Гордей Иванович помолчал немного, собираясь с мыслями, а потом заговорил нараспев, явно подражая своей бабушке:
— Давным-давно, в незапамятные времена жили были два родных брата: старший, Худай-хан, да младший, Ирлик-хан. Первый творил добро, а второй, как водится, ему мешал и пакостил. Худай-Хан создал Верхний мир — небеса, а Ирлик-Хан сварганил Нижний мир, подземелье, и заполонил его ядовитыми гадами и тварями. Старший брат между Верхним и Нижним миром повесил Землю, Средний мир, и сделал ее домом для людей, а младший изрезал Землю горами и пропастями, да окутал ее холодом. Худай-хан сотворил благородных животных — медведя и соболя, а Ирлик-хан породил козу со свиньей. Старший вылепил из глины фигурку человека, а младшенький — сляпал шамана.

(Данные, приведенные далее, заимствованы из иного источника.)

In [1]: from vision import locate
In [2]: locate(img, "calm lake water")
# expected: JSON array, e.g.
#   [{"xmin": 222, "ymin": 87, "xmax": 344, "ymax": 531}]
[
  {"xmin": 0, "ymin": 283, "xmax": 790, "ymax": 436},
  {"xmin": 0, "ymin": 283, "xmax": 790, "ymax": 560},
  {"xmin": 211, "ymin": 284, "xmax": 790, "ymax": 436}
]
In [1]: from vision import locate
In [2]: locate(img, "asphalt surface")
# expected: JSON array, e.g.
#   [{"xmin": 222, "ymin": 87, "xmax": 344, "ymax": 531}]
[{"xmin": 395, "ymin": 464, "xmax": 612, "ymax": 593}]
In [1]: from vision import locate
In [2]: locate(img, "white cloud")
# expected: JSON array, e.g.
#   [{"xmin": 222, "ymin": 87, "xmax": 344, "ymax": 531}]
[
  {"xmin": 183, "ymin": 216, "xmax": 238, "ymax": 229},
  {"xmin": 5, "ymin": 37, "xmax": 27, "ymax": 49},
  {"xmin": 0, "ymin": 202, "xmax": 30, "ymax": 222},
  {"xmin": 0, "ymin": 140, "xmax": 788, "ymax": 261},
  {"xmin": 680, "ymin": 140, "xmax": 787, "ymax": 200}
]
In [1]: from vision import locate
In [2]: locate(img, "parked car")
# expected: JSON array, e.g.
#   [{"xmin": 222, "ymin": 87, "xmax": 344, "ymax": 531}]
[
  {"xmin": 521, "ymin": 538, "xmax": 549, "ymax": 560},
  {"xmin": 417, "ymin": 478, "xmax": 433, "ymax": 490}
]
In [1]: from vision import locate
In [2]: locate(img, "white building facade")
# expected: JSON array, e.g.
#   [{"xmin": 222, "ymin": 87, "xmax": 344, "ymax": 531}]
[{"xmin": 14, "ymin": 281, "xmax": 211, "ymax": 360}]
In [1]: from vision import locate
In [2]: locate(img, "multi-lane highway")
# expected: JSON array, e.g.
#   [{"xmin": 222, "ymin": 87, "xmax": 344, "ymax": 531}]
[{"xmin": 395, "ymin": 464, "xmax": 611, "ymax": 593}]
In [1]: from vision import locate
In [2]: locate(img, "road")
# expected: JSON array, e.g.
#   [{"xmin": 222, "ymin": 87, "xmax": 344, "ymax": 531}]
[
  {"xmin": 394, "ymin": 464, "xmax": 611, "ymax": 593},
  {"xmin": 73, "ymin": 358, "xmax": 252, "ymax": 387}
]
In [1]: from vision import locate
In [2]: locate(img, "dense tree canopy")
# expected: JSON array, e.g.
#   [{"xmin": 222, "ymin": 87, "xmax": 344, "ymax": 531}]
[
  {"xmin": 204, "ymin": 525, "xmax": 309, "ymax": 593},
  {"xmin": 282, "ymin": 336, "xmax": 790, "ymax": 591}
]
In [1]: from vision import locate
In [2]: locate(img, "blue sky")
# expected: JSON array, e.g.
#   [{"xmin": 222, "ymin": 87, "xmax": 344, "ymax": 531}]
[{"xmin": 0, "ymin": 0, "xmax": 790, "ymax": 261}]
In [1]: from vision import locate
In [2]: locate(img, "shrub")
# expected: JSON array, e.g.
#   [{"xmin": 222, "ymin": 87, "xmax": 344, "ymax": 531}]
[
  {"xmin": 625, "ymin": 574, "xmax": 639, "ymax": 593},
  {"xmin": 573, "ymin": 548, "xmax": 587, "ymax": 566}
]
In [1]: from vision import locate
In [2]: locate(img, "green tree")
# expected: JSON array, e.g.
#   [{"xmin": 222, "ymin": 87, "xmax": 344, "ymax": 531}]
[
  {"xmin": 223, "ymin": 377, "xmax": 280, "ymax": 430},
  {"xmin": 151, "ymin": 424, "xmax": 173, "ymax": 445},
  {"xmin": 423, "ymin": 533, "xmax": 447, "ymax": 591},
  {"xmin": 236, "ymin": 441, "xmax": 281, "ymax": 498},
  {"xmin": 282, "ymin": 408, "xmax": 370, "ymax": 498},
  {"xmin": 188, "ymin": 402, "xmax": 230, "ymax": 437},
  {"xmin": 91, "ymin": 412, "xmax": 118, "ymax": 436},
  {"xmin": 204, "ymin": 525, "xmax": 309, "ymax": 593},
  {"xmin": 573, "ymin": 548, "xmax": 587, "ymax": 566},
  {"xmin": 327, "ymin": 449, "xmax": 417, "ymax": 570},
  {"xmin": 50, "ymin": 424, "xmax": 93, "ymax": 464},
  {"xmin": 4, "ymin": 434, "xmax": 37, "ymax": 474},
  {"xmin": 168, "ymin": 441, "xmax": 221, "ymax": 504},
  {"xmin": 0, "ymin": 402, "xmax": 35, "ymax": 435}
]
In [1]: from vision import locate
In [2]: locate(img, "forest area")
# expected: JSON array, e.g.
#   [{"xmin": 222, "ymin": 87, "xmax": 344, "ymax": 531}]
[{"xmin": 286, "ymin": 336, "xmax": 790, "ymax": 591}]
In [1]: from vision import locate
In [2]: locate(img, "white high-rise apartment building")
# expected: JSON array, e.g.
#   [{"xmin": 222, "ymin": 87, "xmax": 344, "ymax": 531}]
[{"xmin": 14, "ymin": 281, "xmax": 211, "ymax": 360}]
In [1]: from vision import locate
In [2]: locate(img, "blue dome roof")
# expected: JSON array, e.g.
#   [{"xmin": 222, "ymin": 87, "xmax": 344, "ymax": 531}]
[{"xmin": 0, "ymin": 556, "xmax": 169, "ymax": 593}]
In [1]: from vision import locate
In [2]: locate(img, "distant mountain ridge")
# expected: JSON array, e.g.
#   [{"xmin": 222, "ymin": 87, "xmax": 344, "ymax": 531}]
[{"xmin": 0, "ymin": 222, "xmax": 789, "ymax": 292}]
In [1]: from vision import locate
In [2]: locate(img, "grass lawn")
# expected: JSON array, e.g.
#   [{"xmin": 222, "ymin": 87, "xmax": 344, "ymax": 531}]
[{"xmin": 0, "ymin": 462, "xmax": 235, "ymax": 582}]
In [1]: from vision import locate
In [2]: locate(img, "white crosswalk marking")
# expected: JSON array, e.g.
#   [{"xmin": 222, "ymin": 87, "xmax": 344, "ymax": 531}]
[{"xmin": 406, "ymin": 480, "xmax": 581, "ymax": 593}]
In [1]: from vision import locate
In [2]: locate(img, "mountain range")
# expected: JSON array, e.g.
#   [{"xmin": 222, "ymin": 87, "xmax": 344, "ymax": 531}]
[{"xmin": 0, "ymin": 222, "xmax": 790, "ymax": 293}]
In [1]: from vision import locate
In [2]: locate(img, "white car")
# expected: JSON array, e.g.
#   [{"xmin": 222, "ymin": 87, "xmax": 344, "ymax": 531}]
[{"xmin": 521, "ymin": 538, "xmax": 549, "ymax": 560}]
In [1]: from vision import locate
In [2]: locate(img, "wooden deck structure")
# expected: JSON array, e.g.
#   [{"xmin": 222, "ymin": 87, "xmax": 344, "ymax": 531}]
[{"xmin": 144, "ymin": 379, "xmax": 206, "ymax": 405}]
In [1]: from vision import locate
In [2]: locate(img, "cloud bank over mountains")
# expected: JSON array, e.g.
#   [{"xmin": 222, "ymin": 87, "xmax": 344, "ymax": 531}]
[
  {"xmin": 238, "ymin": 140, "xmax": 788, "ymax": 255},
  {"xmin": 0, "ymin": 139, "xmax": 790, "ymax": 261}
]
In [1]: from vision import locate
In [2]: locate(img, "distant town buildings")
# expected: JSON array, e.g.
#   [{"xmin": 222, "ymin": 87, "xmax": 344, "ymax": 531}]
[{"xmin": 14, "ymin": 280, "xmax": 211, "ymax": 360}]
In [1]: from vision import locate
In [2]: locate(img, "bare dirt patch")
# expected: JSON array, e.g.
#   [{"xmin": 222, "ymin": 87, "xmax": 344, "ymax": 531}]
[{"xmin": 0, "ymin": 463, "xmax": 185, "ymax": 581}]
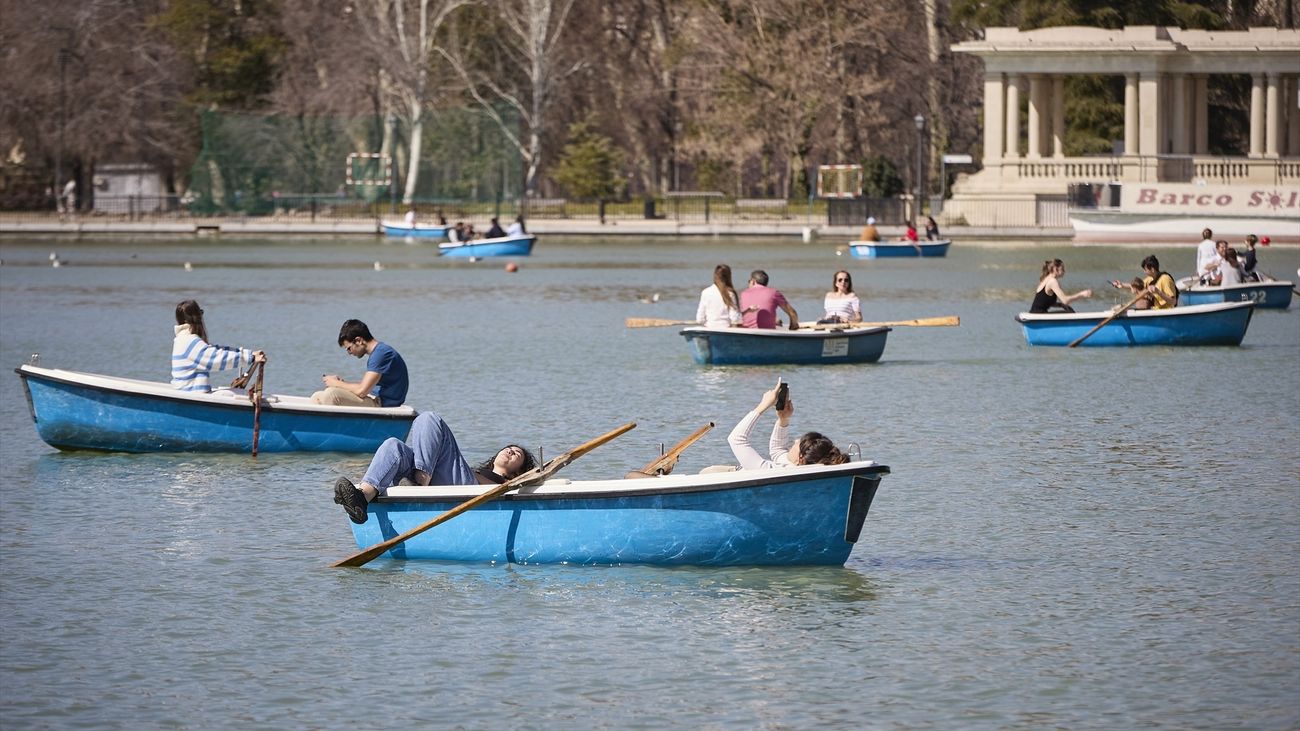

А когда Худай-хан отлучился за душой, чтобы вдохнуть в глину жизнь, Ирлик-хан подбежал к фигурке, да и оплевал ее с головы до ног.
— Нет, ну какой пакостник, — невольно возмутился Цибульский.
— Работа у него такая, братцу вредить, — развел руками становой, — он ведь не виноват, что злым родился. Ну так вот, вернулся Худай-Хан к человеку, а тот весь оплеванный лежит. А подлый Ирлик-Хан из-за угла выглядывает, да хихикает. Попробовал старший брат оттереть плевок, но ничего у него не получилось. Тогда он взял, да и вывернул фигурку наизнанку, и оказалась вся слизь у нее внутри, где и по сей день в людях сидит. А потом Худай-Хан вдохнул в человечка душу, и решил наказать непутевого брата за все сотворенные им пакости. Отправил он его в Нижний мир, к своим змеям любимым, да приказал никогда больше не вылезать оттуда! Но взмолился младшенький, и упросил братца оставить ему на память крошечный клочок земли, хотя бы тот, на который опирается его посох. Согласился на это наивный Худай-хан, а Ирлик-хан проткнул в земле дыру посохом и исчез в ней. А из той дыры полезли в наш Средний мир различные гады из Нижнего — змеи, лягушки, ящерицы и прочая нечисть. Тогда Худай-хан понял, что его в очередной раз обдурили, погрустил малость, махнул рукой, и улетел на небо, подальше от мерзких гадов. И с тех самых пор он обитает в Верхнем мире, вместе со своими сыновьями, ну а Ирлик-хан с отпрысками властвует в Нижнем.
— Но почему старший брат не забрал с собой на небо сотворенного им человека? А бросил его вместе со змеями на Земле? — удивился золотопромышленник.
— А кому мы нужны на небе? — усмехнулся Гордей Иванович. — Судьба наша такая, жить в Среднем мире. А то, что младший братец его испохабил, в том вины Худай-хана нет. Поэтому и приходится нам обитать среди гадов.
— Верхний мир, словно Рай, с Господом Богом и его ангелами, — задумчиво произнес Цибульский, — а Нижний — прямо копия нашего Ада. У твоей бабушки не сказки языческие, а Ветхий завет какой-то! Но у нас, у православных, хотя бы Бог с дьяволом не в родстве!
— Я тоже на это надеюсь, — перекрестился на всякий случай Гордей Иванович, и собеседники выпили еще по одной.